We now cluster all unique CLIP tags, if not already.

perl ~/scripts/tag2cluster.pl -s -maxgap "-1" -of bed -v tag.uniq.bed tag.uniq.cluster.0.bed
awk '{if($5>2) {print $0}}' tag.uniq.cluster.0.bed > tag.uniq.cluster.bed

In the next step below, these clusters will be used to shuffle truncation events to evaluate the statistical significance of reproducibility. This is more stringent than gene-based permutation.

perl ~/scripts/tag2peak.pl -c ./cache -ss -v -gap 25 -p 0.001 tag.uniq.cluster.bed tag.uniq.trunc.clean.bed tag.uniq.CITS.s30.bed

This script will define CITS with p < 0.001 using scan statistics (instead of actually doing random permutation).
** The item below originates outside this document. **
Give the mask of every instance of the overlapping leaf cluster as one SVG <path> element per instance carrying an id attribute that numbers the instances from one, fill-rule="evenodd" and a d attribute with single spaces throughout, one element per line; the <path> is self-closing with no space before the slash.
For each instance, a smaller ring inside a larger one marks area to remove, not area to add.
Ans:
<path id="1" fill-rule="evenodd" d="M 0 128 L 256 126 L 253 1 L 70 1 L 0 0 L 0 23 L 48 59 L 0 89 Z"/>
Sites within 25 nt with each other will be clustered together. One might also do Bonforroni multiple testing correction. If this is the case, use an additional option --multi-test.

The output file tag.uniq.CITS.s30.bed is the list of robust CITS. One can perform further analysis, such as motif enrichment analysis or de novo motif discovery to evaluate the signal to noise ratio and fine tune the parameters.